“In traveling, he was nearly always to be seen on the top of the car, for he had an appreciative eye for scenery,—so much so, indeed, as sometimes to interfere with his duties. His great fault was procrastination.

“When we reached Durango he became very greatly depressed, and on my inquiring the reason for his melancholy, he attributes it to the dullness of the place; ‘for, ma’am, there is no excitement,—no one has been killed for two weeks. Not at all what I was led to expect.’ On reaching Leadville, he became much more cheerful, as he had only been in the city six hours before seeing two fights and half of another.

“His gait was something peculiar. It can best be described by the ditty we used to sing, my dear, which commemorates so touchingly the character and adventures of Susanna in her excursions abroad,—

‘When she walks she lifts her foot,

And then she puts it down again.’

“Long, lank, dark-skinned, dressed in flapping coat and immensely broad and excessively slouched sombrero (until my husband bought him a cap), with his loping walk and swinging elbows, he was easily recognized at a long distance; and as he would come sailing down upon us from afar, with arms full of bundles, he reminded one a little of some huge bird of prey.

“He had a wholesome fear of rattlesnakes and grizzly bears, which the wicked men of the fort maliciously represented to him, abounded in terrible numbers, and of the most ferocious kind wherever we went. ‘No, ma’am,’ he said, in his slow, stately way, when I cautioned him one day about trying to shoot a bear if he happened to meet one, as they were hard to kill and especially dangerous if wounded, ‘No, ma’am; if I meet a bear you just bet I don’t stay to take his portrait, but shin up the first tree I come to.’

“He was continually developing new accomplishments.

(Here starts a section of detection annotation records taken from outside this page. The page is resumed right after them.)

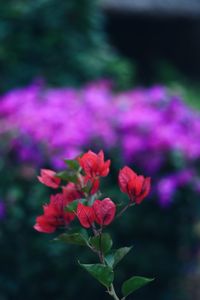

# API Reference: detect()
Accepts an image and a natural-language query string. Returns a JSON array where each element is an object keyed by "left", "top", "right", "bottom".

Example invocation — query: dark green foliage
[{"left": 0, "top": 0, "right": 134, "bottom": 91}]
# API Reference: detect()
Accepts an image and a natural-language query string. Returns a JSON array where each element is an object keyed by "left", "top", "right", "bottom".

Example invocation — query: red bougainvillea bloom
[
  {"left": 93, "top": 198, "right": 116, "bottom": 226},
  {"left": 38, "top": 169, "right": 61, "bottom": 189},
  {"left": 119, "top": 166, "right": 151, "bottom": 204},
  {"left": 78, "top": 150, "right": 110, "bottom": 178},
  {"left": 62, "top": 182, "right": 83, "bottom": 202},
  {"left": 34, "top": 193, "right": 75, "bottom": 233},
  {"left": 77, "top": 203, "right": 95, "bottom": 228}
]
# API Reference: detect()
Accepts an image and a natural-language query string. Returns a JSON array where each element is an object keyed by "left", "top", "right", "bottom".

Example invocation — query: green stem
[{"left": 108, "top": 284, "right": 120, "bottom": 300}]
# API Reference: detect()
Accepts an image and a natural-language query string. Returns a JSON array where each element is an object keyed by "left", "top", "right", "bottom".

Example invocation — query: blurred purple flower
[
  {"left": 0, "top": 200, "right": 6, "bottom": 220},
  {"left": 0, "top": 80, "right": 200, "bottom": 206}
]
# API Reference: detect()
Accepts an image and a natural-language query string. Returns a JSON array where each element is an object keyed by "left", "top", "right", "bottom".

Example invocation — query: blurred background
[{"left": 0, "top": 0, "right": 200, "bottom": 300}]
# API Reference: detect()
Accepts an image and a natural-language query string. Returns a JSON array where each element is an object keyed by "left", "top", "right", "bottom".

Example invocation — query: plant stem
[{"left": 108, "top": 284, "right": 120, "bottom": 300}]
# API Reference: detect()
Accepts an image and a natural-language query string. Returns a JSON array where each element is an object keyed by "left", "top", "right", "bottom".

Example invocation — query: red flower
[
  {"left": 78, "top": 150, "right": 110, "bottom": 178},
  {"left": 34, "top": 194, "right": 75, "bottom": 233},
  {"left": 119, "top": 166, "right": 151, "bottom": 204},
  {"left": 38, "top": 169, "right": 61, "bottom": 189},
  {"left": 93, "top": 198, "right": 116, "bottom": 226},
  {"left": 62, "top": 182, "right": 83, "bottom": 202},
  {"left": 77, "top": 203, "right": 95, "bottom": 228}
]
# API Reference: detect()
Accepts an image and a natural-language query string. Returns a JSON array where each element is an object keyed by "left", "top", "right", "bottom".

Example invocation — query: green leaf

We learned, after a few weeks, that we had not ‘prospected’ him thoroughly at the beginning. He proved to have had more experience than his youthful looks and aimlessness of motive lead us to expect. We had little occasion to call into use whatever knowledge he had acquired as a bar-keeper, because the education of the gentlemen of the party had not been neglected in that direction,—wholly in an amateur way, and they were accustomed, while ‘concocting elaborately commingled potations,’ (as they grandiloquently termed mixed drinks) to say to one another: ‘If you would have anything well done do it yourself.’

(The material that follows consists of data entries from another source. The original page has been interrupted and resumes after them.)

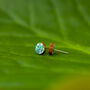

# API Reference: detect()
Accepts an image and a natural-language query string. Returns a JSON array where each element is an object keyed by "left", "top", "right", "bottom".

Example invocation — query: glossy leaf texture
[{"left": 0, "top": 0, "right": 90, "bottom": 90}]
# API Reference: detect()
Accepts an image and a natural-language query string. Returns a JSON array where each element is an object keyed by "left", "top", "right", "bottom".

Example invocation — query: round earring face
[
  {"left": 35, "top": 43, "right": 46, "bottom": 55},
  {"left": 49, "top": 43, "right": 55, "bottom": 55}
]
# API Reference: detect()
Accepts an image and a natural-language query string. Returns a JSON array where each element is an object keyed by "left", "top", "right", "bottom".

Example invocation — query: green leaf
[{"left": 0, "top": 0, "right": 90, "bottom": 90}]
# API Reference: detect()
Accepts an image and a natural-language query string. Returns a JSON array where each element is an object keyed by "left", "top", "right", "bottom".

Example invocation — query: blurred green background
[{"left": 0, "top": 0, "right": 90, "bottom": 90}]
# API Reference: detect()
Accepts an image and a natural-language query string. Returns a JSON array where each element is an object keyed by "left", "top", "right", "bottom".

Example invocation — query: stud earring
[
  {"left": 49, "top": 43, "right": 69, "bottom": 55},
  {"left": 35, "top": 43, "right": 46, "bottom": 55}
]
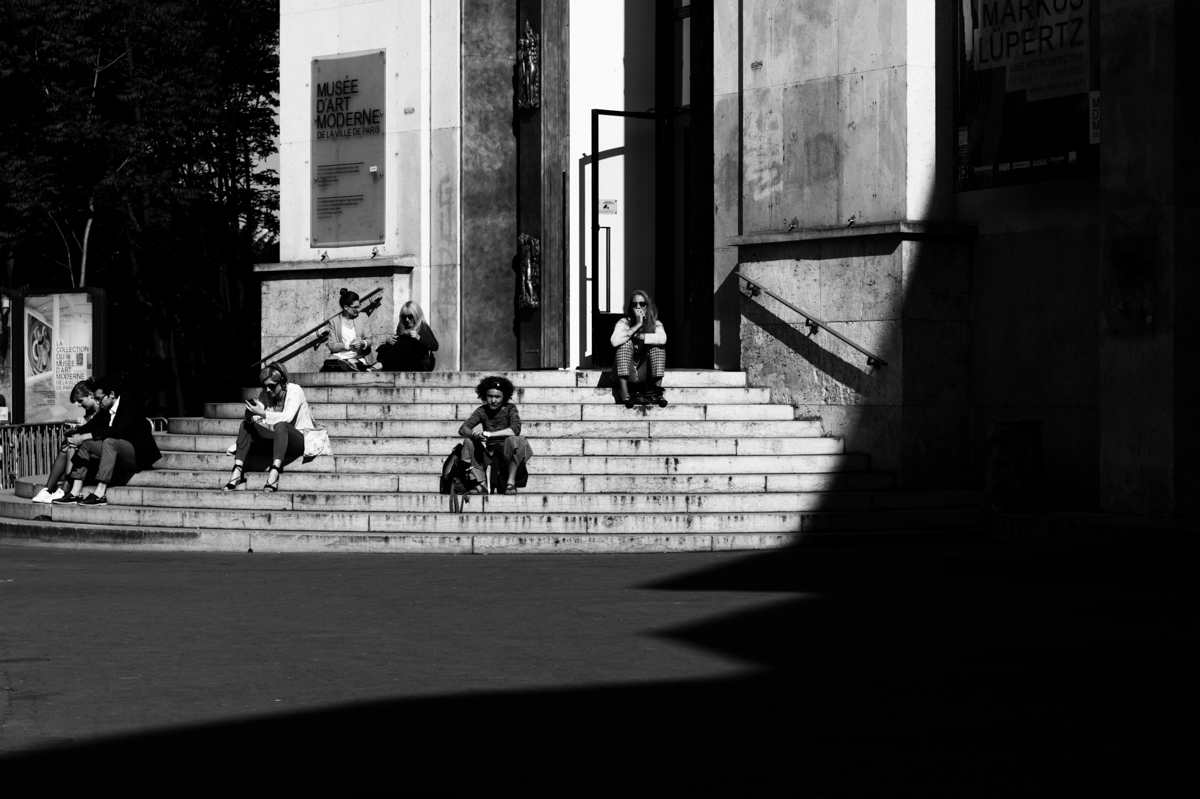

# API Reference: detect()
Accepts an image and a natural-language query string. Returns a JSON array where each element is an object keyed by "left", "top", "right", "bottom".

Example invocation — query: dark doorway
[{"left": 586, "top": 0, "right": 714, "bottom": 368}]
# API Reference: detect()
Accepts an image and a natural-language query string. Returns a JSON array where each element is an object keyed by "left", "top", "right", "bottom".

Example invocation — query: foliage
[{"left": 0, "top": 0, "right": 278, "bottom": 413}]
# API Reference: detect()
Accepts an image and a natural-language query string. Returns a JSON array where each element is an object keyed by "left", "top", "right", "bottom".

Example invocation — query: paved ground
[{"left": 0, "top": 534, "right": 1200, "bottom": 795}]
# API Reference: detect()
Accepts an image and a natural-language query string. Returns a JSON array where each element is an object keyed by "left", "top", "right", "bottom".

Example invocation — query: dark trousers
[
  {"left": 234, "top": 419, "right": 304, "bottom": 463},
  {"left": 71, "top": 438, "right": 138, "bottom": 485}
]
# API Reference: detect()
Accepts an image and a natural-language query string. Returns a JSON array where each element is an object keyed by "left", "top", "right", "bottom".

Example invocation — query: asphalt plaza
[{"left": 0, "top": 535, "right": 1196, "bottom": 795}]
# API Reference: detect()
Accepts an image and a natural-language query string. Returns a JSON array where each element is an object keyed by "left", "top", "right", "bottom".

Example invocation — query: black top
[
  {"left": 379, "top": 322, "right": 438, "bottom": 372},
  {"left": 88, "top": 394, "right": 162, "bottom": 469}
]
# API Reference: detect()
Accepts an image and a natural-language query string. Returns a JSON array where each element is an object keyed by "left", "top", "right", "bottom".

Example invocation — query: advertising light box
[{"left": 13, "top": 289, "right": 103, "bottom": 423}]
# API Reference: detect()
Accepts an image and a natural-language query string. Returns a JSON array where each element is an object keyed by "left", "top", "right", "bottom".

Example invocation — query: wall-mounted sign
[
  {"left": 308, "top": 50, "right": 386, "bottom": 247},
  {"left": 20, "top": 289, "right": 103, "bottom": 423},
  {"left": 0, "top": 289, "right": 20, "bottom": 425},
  {"left": 954, "top": 0, "right": 1099, "bottom": 191}
]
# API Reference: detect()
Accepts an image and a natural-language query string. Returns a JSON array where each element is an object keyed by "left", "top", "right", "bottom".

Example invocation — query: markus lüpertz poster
[
  {"left": 22, "top": 293, "right": 94, "bottom": 423},
  {"left": 954, "top": 0, "right": 1100, "bottom": 191}
]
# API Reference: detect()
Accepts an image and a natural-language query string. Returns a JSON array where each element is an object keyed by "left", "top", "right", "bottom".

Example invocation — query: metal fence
[{"left": 0, "top": 422, "right": 70, "bottom": 488}]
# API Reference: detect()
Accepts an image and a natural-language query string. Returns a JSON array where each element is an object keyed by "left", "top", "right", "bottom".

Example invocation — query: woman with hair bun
[
  {"left": 376, "top": 300, "right": 438, "bottom": 372},
  {"left": 458, "top": 376, "right": 533, "bottom": 494},
  {"left": 34, "top": 378, "right": 100, "bottom": 503},
  {"left": 221, "top": 361, "right": 316, "bottom": 493},
  {"left": 320, "top": 289, "right": 372, "bottom": 372}
]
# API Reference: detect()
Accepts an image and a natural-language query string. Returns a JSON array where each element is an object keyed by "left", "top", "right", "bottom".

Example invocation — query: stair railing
[
  {"left": 0, "top": 422, "right": 70, "bottom": 488},
  {"left": 250, "top": 288, "right": 383, "bottom": 370},
  {"left": 738, "top": 272, "right": 888, "bottom": 366}
]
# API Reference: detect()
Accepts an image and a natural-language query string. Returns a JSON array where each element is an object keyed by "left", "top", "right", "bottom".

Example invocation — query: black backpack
[{"left": 438, "top": 444, "right": 475, "bottom": 494}]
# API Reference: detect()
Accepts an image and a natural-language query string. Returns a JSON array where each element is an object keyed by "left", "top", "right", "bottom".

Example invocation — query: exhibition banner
[
  {"left": 308, "top": 50, "right": 388, "bottom": 247},
  {"left": 20, "top": 292, "right": 97, "bottom": 423},
  {"left": 954, "top": 0, "right": 1100, "bottom": 191}
]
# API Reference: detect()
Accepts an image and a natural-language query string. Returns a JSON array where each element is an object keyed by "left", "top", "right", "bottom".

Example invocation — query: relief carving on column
[
  {"left": 517, "top": 22, "right": 541, "bottom": 110},
  {"left": 517, "top": 233, "right": 541, "bottom": 308}
]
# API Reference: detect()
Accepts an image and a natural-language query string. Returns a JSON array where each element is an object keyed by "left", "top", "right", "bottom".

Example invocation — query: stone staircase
[{"left": 0, "top": 371, "right": 983, "bottom": 553}]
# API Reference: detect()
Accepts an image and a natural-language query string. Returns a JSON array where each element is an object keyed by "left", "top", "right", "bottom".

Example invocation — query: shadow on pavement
[{"left": 0, "top": 535, "right": 1198, "bottom": 797}]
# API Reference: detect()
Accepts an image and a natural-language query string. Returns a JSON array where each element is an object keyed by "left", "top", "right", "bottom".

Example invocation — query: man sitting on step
[{"left": 54, "top": 378, "right": 162, "bottom": 506}]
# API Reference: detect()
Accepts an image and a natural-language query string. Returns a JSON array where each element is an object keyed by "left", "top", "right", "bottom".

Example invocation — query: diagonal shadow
[{"left": 0, "top": 536, "right": 1198, "bottom": 797}]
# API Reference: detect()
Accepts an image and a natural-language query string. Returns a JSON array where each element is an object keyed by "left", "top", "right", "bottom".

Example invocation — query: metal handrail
[
  {"left": 738, "top": 272, "right": 888, "bottom": 366},
  {"left": 250, "top": 288, "right": 383, "bottom": 368},
  {"left": 0, "top": 422, "right": 71, "bottom": 488}
]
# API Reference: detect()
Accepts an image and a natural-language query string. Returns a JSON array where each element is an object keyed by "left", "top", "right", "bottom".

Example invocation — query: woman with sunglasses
[
  {"left": 222, "top": 361, "right": 316, "bottom": 493},
  {"left": 610, "top": 289, "right": 667, "bottom": 408},
  {"left": 320, "top": 289, "right": 372, "bottom": 372},
  {"left": 34, "top": 378, "right": 100, "bottom": 503},
  {"left": 376, "top": 300, "right": 438, "bottom": 372}
]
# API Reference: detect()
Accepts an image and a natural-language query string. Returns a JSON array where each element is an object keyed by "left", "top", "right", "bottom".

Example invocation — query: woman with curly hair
[
  {"left": 458, "top": 376, "right": 533, "bottom": 494},
  {"left": 610, "top": 290, "right": 667, "bottom": 408}
]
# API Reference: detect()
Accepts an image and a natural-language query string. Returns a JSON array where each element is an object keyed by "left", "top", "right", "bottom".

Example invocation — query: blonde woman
[
  {"left": 610, "top": 290, "right": 667, "bottom": 408},
  {"left": 222, "top": 361, "right": 316, "bottom": 493},
  {"left": 377, "top": 300, "right": 438, "bottom": 372}
]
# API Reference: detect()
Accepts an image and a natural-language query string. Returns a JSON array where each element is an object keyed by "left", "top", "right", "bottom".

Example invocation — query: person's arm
[
  {"left": 263, "top": 383, "right": 305, "bottom": 425},
  {"left": 458, "top": 405, "right": 484, "bottom": 438},
  {"left": 642, "top": 322, "right": 667, "bottom": 347},
  {"left": 91, "top": 397, "right": 146, "bottom": 441},
  {"left": 608, "top": 318, "right": 641, "bottom": 347},
  {"left": 420, "top": 323, "right": 438, "bottom": 353},
  {"left": 325, "top": 317, "right": 349, "bottom": 353}
]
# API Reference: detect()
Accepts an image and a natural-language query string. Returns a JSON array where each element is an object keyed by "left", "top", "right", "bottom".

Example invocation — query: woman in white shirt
[
  {"left": 222, "top": 361, "right": 316, "bottom": 492},
  {"left": 320, "top": 289, "right": 372, "bottom": 372},
  {"left": 610, "top": 289, "right": 667, "bottom": 408}
]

“One day, however, great delight was caused by the discovery that Burt was a barber. His services were at once required, and when, at the end of long labors, he was munificently offered two nickels, he declined them. This noble independence aroused ‘Chum’s’ admiration. He said that he was glad to see that the boy was free from the mercenary spirit so painful to witness in the young.

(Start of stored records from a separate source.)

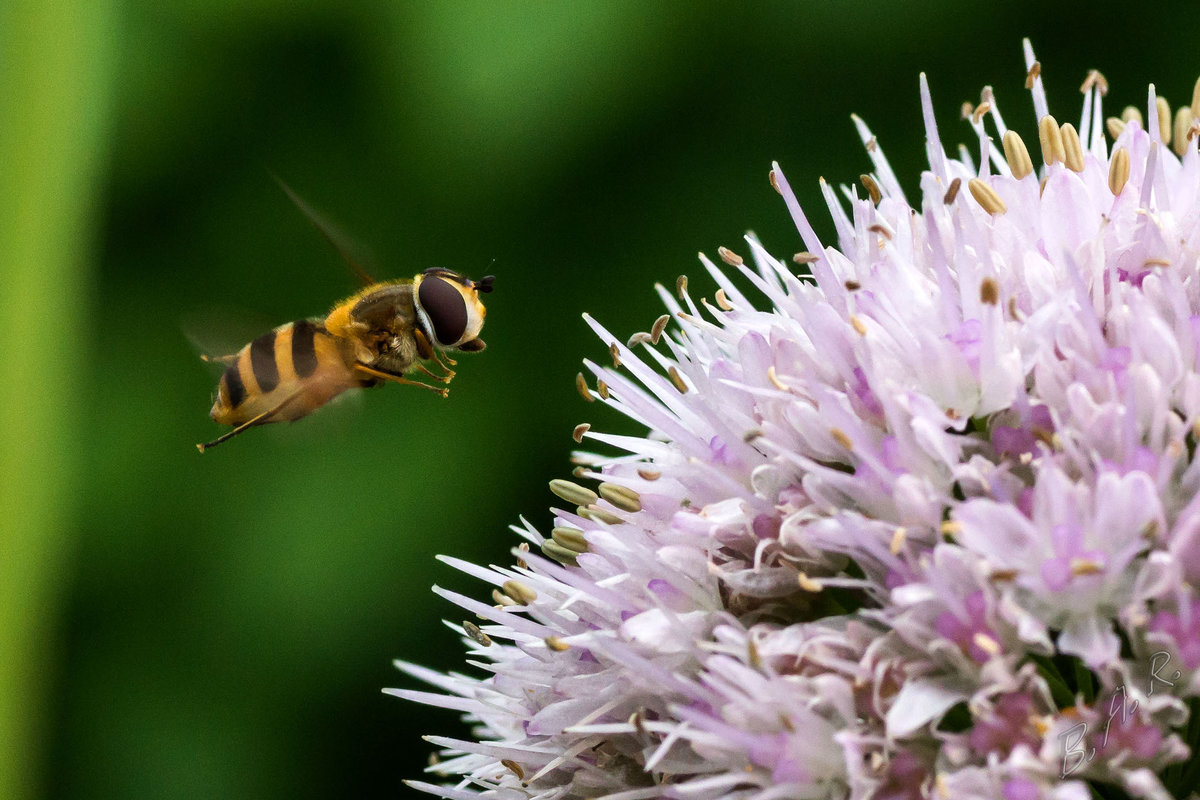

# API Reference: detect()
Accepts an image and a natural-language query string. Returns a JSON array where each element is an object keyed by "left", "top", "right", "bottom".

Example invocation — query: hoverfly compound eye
[{"left": 416, "top": 275, "right": 467, "bottom": 347}]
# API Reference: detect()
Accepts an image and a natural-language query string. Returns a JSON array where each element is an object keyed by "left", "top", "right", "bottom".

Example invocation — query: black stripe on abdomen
[
  {"left": 292, "top": 319, "right": 318, "bottom": 378},
  {"left": 221, "top": 361, "right": 246, "bottom": 409},
  {"left": 250, "top": 331, "right": 280, "bottom": 395}
]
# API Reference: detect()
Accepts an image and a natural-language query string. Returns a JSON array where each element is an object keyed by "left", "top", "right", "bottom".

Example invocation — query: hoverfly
[{"left": 196, "top": 187, "right": 494, "bottom": 452}]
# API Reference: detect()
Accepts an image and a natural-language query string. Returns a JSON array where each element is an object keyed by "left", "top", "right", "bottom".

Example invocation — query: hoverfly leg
[
  {"left": 414, "top": 361, "right": 455, "bottom": 384},
  {"left": 354, "top": 363, "right": 450, "bottom": 397},
  {"left": 196, "top": 391, "right": 300, "bottom": 452}
]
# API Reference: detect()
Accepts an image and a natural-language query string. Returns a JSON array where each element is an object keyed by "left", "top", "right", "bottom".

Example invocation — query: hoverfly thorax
[{"left": 413, "top": 269, "right": 494, "bottom": 350}]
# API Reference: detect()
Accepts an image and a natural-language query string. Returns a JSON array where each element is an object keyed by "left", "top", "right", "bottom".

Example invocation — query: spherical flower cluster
[{"left": 392, "top": 43, "right": 1200, "bottom": 800}]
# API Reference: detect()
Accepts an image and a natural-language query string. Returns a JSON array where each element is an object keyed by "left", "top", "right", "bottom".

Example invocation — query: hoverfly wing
[{"left": 271, "top": 173, "right": 378, "bottom": 285}]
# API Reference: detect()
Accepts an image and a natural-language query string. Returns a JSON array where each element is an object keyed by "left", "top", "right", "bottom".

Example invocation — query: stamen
[
  {"left": 667, "top": 367, "right": 688, "bottom": 395},
  {"left": 462, "top": 620, "right": 492, "bottom": 648},
  {"left": 550, "top": 528, "right": 588, "bottom": 553},
  {"left": 500, "top": 581, "right": 538, "bottom": 606},
  {"left": 858, "top": 175, "right": 883, "bottom": 205},
  {"left": 600, "top": 483, "right": 642, "bottom": 513},
  {"left": 1025, "top": 61, "right": 1042, "bottom": 89},
  {"left": 971, "top": 631, "right": 1001, "bottom": 656},
  {"left": 1109, "top": 148, "right": 1129, "bottom": 197},
  {"left": 575, "top": 505, "right": 625, "bottom": 525},
  {"left": 942, "top": 178, "right": 962, "bottom": 205},
  {"left": 796, "top": 572, "right": 824, "bottom": 594},
  {"left": 1061, "top": 122, "right": 1084, "bottom": 173},
  {"left": 1154, "top": 96, "right": 1171, "bottom": 144},
  {"left": 1038, "top": 114, "right": 1066, "bottom": 167},
  {"left": 625, "top": 331, "right": 653, "bottom": 350},
  {"left": 979, "top": 277, "right": 1000, "bottom": 306},
  {"left": 1003, "top": 131, "right": 1033, "bottom": 180},
  {"left": 967, "top": 178, "right": 1003, "bottom": 217},
  {"left": 650, "top": 314, "right": 671, "bottom": 344},
  {"left": 1171, "top": 106, "right": 1195, "bottom": 156},
  {"left": 550, "top": 477, "right": 600, "bottom": 506},
  {"left": 575, "top": 372, "right": 596, "bottom": 403},
  {"left": 541, "top": 539, "right": 578, "bottom": 566}
]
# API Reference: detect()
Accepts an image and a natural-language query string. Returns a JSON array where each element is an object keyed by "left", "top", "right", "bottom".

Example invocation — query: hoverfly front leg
[
  {"left": 354, "top": 363, "right": 450, "bottom": 397},
  {"left": 413, "top": 329, "right": 457, "bottom": 384}
]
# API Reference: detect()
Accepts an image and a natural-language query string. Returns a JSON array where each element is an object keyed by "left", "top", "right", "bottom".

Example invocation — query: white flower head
[{"left": 389, "top": 42, "right": 1200, "bottom": 800}]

“Our porter seemed to consider the whole expedition a huge joke, and ourselves a show arranged for his especial benefit. If—as it frequently happened, for a more thoroughly heedless and forgetful youth never existed—we were obliged to expostulate with him on some neglect of duty, a seriousness of countenance would remain with him for some time, but the first joke that came to his ears dispelled it. Sullen, he never was, or ill natured; and if any real emergency occurred, more willing and unselfish help could not have been tendered by a firm friend than was tendered by this servant. I repent me, indeed, Mrs. McAngle, of having made fun of him, even in the privacy of a letter to you. The odor of the steaks that he cooked still lingers in my grateful nostrils; I remember that without him, material for many jokes would have been wanting, and I look on his fast vanishing, but always picturesque figure, with regret.”